Das 28 cidades da região, só três escaparam ao massacre por terra e aos bombardeios aéreos. Ao deixarem as províncias, as forças do exército imperial usaram armas biológicas manejadas pela Unidade 731, um grupo secreto. Agentes patológicos de cólera, antrax e tifo causaram vítimas em número impossível de ser calculado, pois todos os postos de atendimento médico haviam sido destruídos.

Aproximadamente, 250 mil pessoas foram mortas na operação de represália.
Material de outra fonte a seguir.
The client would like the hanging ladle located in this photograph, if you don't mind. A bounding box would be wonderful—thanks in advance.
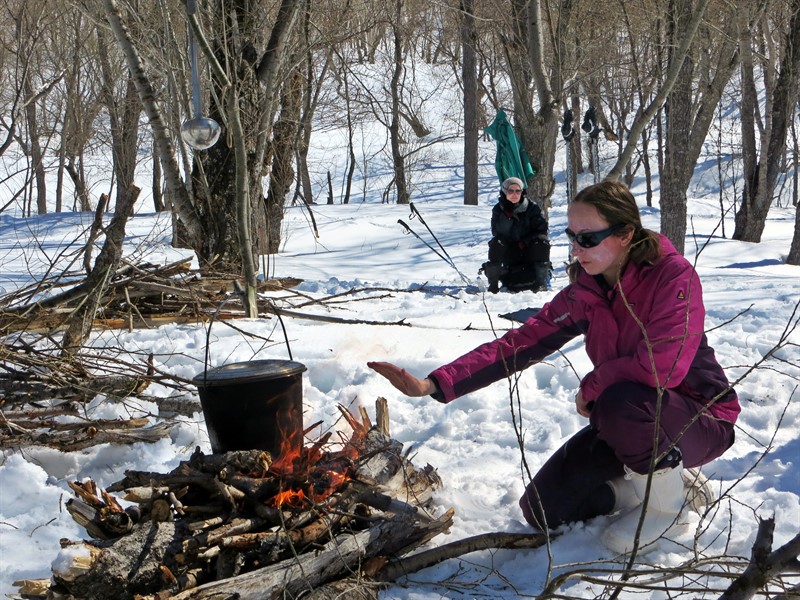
[181,0,220,150]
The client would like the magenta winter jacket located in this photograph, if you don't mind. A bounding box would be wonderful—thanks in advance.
[430,236,740,423]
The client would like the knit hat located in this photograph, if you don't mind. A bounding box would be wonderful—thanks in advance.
[503,177,525,191]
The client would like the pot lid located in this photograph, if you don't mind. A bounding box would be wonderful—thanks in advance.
[192,359,306,387]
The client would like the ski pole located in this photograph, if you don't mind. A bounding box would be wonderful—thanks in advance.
[397,219,473,285]
[409,202,458,270]
[397,219,453,266]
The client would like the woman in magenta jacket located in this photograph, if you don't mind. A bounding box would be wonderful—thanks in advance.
[368,182,740,552]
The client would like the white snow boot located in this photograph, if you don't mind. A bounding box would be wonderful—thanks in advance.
[682,468,717,515]
[602,463,688,554]
[606,475,642,515]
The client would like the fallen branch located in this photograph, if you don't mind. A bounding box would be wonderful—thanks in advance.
[373,532,558,581]
[720,518,800,600]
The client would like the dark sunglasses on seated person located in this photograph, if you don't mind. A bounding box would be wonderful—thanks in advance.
[565,223,625,248]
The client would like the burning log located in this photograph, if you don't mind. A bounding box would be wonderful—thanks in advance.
[43,400,446,599]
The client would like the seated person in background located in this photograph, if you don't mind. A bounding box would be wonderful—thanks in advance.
[481,177,550,294]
Ao todo, na China, que ainda vivia sua própria guerra civil, o número de mortos na II Guerra é calculado em dez milhões.

Obviamente, esta história pouco conhecida foi resumida para dar uma ideia da quantidade de crimes de guerra praticados pelo Japão durante o período em que foi tomado por uma ideologia fascista que pretendia se estender por quase todo o Oriente, movida por conceitos de superioridade racial.

Nada, porém, altera a essência da pergunta feita no inicio: existiram ou não justificativas militares e morais para as bombas atômicas recém-saídas do laboratório secreto de Los Alamos, cujo uso foi autorizado por Harry Truman apenas três meses depois de se tornar presidente, com a morte de Franklin Delano Roosevelt.

As dúvidas começaram a aflorar menos de um ano depois do lançamento das bombas, com a consequente rendição incondicional do Japão – mantido, porém, o imperador em cujo nome todas as atrocidades haviam sido praticadas, mas considerado importante na crucial reconstrução do país conduzida pelos Estados Unidos. “É a minha opinião que o uso dessa arma bárbara em Hiroshima e Nagasaki não consistiu em ajuda material em nossa guerra contra o Japão”, escreveu um ex-integrante do Estado Maior durante a grande guerra, William Leahy. “Os japoneses estavam quase derrotados e prestes a se render. Ao usá-la, adotamos o padrão ético vigente entre os bárbaros da Idade das Trevas.”

Até hoje, um raciocínio semelhante é usado entre a corrente dos “revisionistas” americanos – os da historiografia “marxista” simplesmente dão a questão por encerrada ao sustentar que o único objetivo era intimidar a União Soviética e estamos conversados, para que se preocupar, por exemplo, com documentos e outros instrumentos de estudo? “A alegação de que a bomba evitou a morte de 500 mil americanos é insustentável”, escreveram Gar Alperovitz e Kai Bird, dois estudiosos do assunto.

O físico e polemista Henry I. Miller mantém a correção da análise feita na época pelo Estado Maior americano. Depois de todo o sangue derramado na guerra do Pacífico, que ainda por cima não tinha o terror, o drama e a glória de fácil entendimento do teatro europeu, a invasão do Japão, com resistência até a morte dos militares e parte da população civil, resultaria em cerca de 1,2 milhão de baixas nas forças americanas, das quais 267 mil mortes.

Ou até mais, diz ele: “Um estudo feito pelo físico William Shockey para a equipe do secretário da Guerra Henry Stimson calculou que a invasão do Japão custaria de 1,7 a 4 milhões de baixas entre os americanos, incluindo de 400 mil a 800 mil fatalidades, e de cinco a dez milhões de mortes entre os japoneses.”

O bombardeio em massa de civis foi um dos aspectos mais trágicos da II Guerra. A Alemanha nazista começou, lançando os ataques contra cidades inglesas, ao longo do terrível ano da Batalha da Inglaterra. Só em Londres, morreram 30 mil pessoas.

Mais tarde, Dresden e Hamburgo também sofreram ataques mortíferos. O bombardeio de Tóquio, com bombas incendiárias convencionais, causou mais vítimas do que o de Hiroshima. Só para lembrar: quem declarou guerra aos Estados Unidos foi o Japão, numa iniciativa fantasticamente estúpida e providencial para o presidente Roosevelt e seus aliados vencerem a resistência interna à participação americana na guerra.

A força do povo japonês e a visão estratégica dos americanos se uniram para refazer, com resultados excepcionais, um país destruído pelo próprio delírio de seus governantes, tal como na Alemanha.

Generalizar os males da guerra e considerar que todos foram vítimas indiscriminadas das forças malignas que elas desencadeiam é obscurecer os acontecimentos históricos. Mesmo que o passado histórico continue a mudar o tempo todo, movido pela capacidade humana de se analisar e criticar. Isso não significa não honrar e sofrer pela memória dos mortos de Hiroshima e Nagasaki.